Script Second Draft: Shot List

Fade In:

shot 1 - Wide Shot of a factory floor. Two "dead" robots slide out of the way as we slowly dolly in to see our hero robot, a red light glowing above it, indicating that it is still functioning. The Faint sound of a motor starting and stopping can be heard.

shot 2 - Medium shot of the hero robot, looking at from the front, again the red indicator light in view. Sound of the motor a bit louder.

shot 3 - POV shot. We see a close up of a claw, opening and closing slowly, the object that the factory makes is just out of reach.

shot 4 - Full shot of entire robot, from the side, claw opening and closing, still slowly.

shot 5 - Wide shot from up high, through a shattered window/ripped wall siding, a figure appears in the foreground, hero robot still visible in the hole.

shot 6 - From the opposite angle, behind the hero robot, JASPER jumps through hole, still unclear as to who/what he is, leaves frame, then comes back into view as he approaches the hero robot. His eyes follow the entire length of the machine, inspecting, eventually grabbing the 'head' of the robot and peers into the eye.

shot 7 - POV, we see JASPER's cubist-style face inspecting the eye, and then beginning to move screen left.

shot 8 - Full-Wide shot, angled slightly downwards and above the robot's claw, JASPER moves towards camera, picks up object that the hero robot was reaching for, quickly inspects it, then tosses it behind him. The hero robot pathetically follows it with eye and claw as JASPER grabs another object from his pouch/belt.

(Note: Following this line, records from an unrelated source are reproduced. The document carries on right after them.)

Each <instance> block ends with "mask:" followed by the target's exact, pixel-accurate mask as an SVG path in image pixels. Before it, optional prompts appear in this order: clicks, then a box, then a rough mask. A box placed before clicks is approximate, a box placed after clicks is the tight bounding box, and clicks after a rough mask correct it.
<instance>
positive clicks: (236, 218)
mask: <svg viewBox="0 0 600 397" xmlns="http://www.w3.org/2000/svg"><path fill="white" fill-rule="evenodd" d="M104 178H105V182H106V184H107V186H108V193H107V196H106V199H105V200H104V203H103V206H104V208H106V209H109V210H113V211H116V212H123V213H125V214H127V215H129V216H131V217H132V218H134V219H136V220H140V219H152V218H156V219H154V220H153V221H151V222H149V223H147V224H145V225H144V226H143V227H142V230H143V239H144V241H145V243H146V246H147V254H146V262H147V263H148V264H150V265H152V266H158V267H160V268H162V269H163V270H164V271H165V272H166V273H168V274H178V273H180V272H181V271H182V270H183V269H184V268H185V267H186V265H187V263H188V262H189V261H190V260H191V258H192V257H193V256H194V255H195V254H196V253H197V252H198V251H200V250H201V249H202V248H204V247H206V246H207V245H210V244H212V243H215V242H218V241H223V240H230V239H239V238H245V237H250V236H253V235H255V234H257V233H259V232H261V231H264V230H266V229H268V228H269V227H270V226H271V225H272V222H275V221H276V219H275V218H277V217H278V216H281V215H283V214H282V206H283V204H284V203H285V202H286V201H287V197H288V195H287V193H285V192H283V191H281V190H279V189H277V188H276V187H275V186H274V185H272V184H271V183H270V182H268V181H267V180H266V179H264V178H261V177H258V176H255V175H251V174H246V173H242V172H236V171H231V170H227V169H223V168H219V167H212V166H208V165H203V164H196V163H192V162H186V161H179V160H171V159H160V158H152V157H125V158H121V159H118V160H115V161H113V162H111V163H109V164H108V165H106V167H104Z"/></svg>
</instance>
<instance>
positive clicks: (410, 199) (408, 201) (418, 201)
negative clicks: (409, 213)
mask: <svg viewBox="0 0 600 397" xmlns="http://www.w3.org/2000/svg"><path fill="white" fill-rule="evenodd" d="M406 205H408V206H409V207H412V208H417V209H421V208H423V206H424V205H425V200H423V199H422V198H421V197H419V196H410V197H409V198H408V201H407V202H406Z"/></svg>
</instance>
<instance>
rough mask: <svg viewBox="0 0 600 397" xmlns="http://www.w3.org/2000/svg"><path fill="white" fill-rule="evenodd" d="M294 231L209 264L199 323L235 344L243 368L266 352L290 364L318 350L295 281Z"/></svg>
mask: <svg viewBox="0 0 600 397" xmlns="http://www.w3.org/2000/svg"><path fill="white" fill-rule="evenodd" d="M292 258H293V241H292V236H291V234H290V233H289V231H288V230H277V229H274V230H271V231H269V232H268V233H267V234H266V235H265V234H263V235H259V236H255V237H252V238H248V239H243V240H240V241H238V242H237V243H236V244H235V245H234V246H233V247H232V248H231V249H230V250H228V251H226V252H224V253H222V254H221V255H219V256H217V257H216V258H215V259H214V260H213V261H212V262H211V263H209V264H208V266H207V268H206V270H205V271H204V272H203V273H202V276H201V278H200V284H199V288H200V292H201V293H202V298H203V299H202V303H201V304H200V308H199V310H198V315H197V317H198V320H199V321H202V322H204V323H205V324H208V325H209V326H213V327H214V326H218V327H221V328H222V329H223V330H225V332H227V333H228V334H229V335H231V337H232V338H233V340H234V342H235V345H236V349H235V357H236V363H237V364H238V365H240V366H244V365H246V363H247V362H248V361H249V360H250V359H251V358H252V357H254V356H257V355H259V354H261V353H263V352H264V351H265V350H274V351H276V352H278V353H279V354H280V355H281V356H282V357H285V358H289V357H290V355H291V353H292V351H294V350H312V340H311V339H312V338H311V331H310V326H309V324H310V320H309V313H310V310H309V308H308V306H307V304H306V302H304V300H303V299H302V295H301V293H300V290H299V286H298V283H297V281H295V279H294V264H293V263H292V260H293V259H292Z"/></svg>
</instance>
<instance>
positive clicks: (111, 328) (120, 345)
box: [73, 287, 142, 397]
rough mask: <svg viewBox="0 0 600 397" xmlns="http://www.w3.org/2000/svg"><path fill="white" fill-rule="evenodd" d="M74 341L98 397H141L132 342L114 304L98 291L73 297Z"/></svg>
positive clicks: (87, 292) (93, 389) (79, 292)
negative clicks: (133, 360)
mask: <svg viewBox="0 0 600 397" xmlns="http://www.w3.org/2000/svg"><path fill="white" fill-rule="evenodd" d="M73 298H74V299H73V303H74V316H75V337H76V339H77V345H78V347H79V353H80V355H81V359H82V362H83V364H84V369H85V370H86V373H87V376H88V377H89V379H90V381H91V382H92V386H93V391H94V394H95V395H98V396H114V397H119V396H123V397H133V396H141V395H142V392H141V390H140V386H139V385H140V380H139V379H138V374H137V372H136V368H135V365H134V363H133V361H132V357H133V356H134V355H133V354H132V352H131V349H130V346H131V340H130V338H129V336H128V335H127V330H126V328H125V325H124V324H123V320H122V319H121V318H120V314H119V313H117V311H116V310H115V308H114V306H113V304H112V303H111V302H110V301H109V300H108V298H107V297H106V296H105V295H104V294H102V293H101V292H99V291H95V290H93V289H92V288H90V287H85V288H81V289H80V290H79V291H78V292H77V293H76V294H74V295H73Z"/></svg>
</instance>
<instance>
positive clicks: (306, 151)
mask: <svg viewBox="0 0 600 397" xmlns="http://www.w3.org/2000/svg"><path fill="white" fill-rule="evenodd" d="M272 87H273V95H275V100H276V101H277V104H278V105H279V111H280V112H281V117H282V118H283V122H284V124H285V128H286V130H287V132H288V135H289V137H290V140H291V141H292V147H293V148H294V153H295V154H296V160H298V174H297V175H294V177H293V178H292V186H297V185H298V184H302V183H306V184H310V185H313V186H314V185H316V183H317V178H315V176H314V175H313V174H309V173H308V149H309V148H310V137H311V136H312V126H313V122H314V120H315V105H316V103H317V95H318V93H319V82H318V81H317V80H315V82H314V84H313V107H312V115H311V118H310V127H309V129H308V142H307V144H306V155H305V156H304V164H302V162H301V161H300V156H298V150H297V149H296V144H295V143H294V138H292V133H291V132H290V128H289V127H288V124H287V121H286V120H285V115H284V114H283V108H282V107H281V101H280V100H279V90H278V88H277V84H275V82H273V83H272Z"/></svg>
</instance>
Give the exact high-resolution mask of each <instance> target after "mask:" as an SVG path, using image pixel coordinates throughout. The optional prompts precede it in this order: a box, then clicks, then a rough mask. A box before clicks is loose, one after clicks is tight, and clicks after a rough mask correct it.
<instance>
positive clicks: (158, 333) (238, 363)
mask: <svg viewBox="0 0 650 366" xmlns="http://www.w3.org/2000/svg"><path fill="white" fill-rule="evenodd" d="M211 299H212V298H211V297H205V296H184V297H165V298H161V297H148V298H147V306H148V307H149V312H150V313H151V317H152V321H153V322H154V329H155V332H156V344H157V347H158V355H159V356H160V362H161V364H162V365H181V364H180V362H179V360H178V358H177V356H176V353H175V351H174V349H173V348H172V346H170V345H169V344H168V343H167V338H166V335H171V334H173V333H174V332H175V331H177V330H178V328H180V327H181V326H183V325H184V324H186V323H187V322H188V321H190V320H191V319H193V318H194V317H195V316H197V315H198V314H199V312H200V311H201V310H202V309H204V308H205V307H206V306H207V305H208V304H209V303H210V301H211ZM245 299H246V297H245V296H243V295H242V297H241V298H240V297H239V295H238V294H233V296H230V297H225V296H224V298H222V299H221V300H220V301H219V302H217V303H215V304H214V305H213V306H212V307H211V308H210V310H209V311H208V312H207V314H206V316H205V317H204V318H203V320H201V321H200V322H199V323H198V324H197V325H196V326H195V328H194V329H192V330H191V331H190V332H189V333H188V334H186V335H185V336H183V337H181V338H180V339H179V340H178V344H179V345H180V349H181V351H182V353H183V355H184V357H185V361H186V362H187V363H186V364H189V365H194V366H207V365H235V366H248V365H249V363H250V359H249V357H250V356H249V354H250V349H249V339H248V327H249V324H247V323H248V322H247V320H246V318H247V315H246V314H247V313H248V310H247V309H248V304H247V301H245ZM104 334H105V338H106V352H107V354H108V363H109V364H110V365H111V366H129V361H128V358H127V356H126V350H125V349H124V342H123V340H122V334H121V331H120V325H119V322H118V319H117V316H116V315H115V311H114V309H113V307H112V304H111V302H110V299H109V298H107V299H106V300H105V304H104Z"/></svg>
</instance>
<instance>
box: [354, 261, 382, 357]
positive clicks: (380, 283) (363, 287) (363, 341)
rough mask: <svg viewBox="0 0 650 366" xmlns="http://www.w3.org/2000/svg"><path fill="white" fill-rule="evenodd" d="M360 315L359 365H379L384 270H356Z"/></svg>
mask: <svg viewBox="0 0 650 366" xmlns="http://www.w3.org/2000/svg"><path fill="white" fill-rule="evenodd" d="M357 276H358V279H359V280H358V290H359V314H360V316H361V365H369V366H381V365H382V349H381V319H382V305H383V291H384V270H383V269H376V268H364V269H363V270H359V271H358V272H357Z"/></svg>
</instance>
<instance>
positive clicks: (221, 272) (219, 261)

shot 9 - Cut to a closer version of the previous shot, JASPER places another object onto the assembly line, grabs the hero robot's eye and points it at the object. The robot stares.

shot 10 - POV from hero robot's perspective, of a MIRROR, the reflection being obviously clear and not in 'cubist mode'


shot 12 - Medium/Full shot of the robot looking around, more animated than before. It eventually looks down at it's hand, lifts it up and starts rotating it playfully.

shot 13 - Medium shot of JASPER, looking amused. He begins to move forward.

shot 14 - Close up of JASPER's hand patting the hero robot on it's 'head'. JASPER then moves away.

shot 15 - Wide shot of factory floor, slowly pulling back. As JASPER is leaving screen right, we see the robot still playing with hand. The shadow of JASPER passing through the hole in the ceiling moves across robot, catching its attention as it looks up and watches him leave.

Fade out

Short Animation Analysis

Matt had asked me to analyze four animated short films, describing their story structure, use of style, and whether or not it was necessary to use animation to tell the story in the first place.

Knick Knack
What first struck me about this short was how quickly the characters appealed to me. Within the first few shots, I was interested in who these characters were, and how they might fit into the story. The music, vibrant colors, and subtle animation had me hooked from the beginning. Also, the strict reliance on the three act structure made the film easy to follow. I imagine the choice to use 3D animation came more from a "because we can" attitude rather than from a decision based on what would best fit the story. Obviously the technology was new and not very sophisticated at the time, but overall it did not take away from the story, how it was told, or how entertaining the end product was.

Nose Hair
As this short progressed, I begin to lose any semblance of a recognizable story, at least not in the same sense as "Knick Knack". As exciting and abstract as the visuals were, towards the end and from a storytelling perspective I was asking myself ‘what was the point’. The storyteller obviously wanted to depict visual abstraction, so in this case animation as a medium made sense. The sketchy pencil style aided in the manipulation of figure-ground, and the constant shifting of the environment kept me interested.

I imagine the most important obstacle the director of this short had to overcome was selling the world to an audience. It takes about a minute to finally get a wide shot of the environment, but by then the balancing mechanic had been properly established throughout a series of close ups, medium, and full shots. I did find myself asking a few questions about the character’s intentions as the short progressed (Have they ever done this fishing thing before, what were they expecting to find, why were the characters up there in the first place, etc). Eventually I ignored those questions for the sake of accepting what was going on in act 2. The use of stop motion definitely gave the short a handmade look, and felt appropriate for the story.

The Writer
Of the four, I think this example begs the question as to whether or not animation was a necessary medium for telling the story the most. The limited motion of the visuals suggests to me that the film’s focus was on the narration. The visuals do help put the spoken dialog into context, but I wonder how I would feel about seeing something like this in live action, or as an audio clip, or with animation that was a bit more intricate and fleshed out. In terms of style, I felt the audio and video matched well.